Pode falar-me da banda que montou para From the Dancehall to the Battlefield? Para além da sua secção rítmica de confiança, tem muitas pessoas a tocar…

Claro. Cada uma delas tem a sua própria história. Claro que The Bandwagon é sempre essencial, por isso o Tarus [Mateen] e o Nasheet [Waits] são os meus irmãos com quem entro em tudo. Portanto, temos esse núcleo, em termos de secção rítmica. Para os sopros, quis usar algumas pessoas que conheço, mas também outras com quem ainda não tinha gravado. Dois jovens músicos são David Adewumi, que toca trompete, e Chris Bates, que toca trombone. Estes dois conheço-os desde que eram estudantes: David estava no Conservatório de Nova Inglaterra e Chris Bates conheci-o na residência Betty Carter Jazz Ahead que dirigi no Kennedy Center, e pensei neles: “Estes miúdos são loucos” [risos]. Dois outros músicos são de Washington D.C.: Brian Settles, um saxofonista tenor espantoso que aparece na canção “Flee as a Bird”; e depois há Reginald Cyntje, outro trombonista que é um músico de metais essencial em D.C., e educador e ativista também; depois temos Darryl Harper a tocar clarinete, um historiador e músico espantoso que conheci através da sua mulher, Sonya Clark; Logan Richardson toca saxofone alto — tocamos juntos há algum tempo, mas raramente temos oportunidade de gravar juntos — e ele é realmente uma nova chave para o seu instrumento, muitos saxofonistas alto assumiram o seu som, por isso é ótimo tê-lo connosco; e, por último, temos o Jose Davilla, que é o grande músico dos graves, tocando tuba e um instrumento de metal vintage da Primeira Guerra Mundial — a maior parte das pessoas conhece o Jose por ter tratado dos graves do Henry Threadgill. Esta é a banda, somos uma unidade pequena, mas somos poderosos.

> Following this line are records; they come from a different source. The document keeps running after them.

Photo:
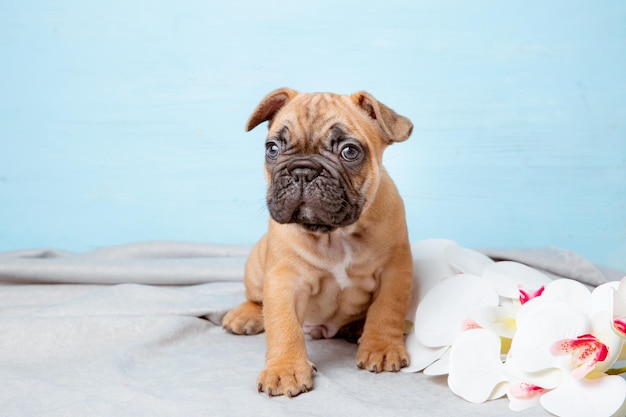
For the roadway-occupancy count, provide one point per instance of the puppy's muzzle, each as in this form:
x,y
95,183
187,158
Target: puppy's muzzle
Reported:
x,y
304,171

A vossa escolha de repertório é também muito interessante: para além das criações de James Reese Europe, escolhem também material de W.C. Handy e fazem exercícios incríveis de ligação entre diferentes épocas, inserindo peças de Geri Allen ou Albert Ayler no quadro que estão a pintar. Isso aconteceu naturalmente, com a própria música a sugerir esses saltos no tempo, ou foi mais deliberado, para criar novos fluxos históricos?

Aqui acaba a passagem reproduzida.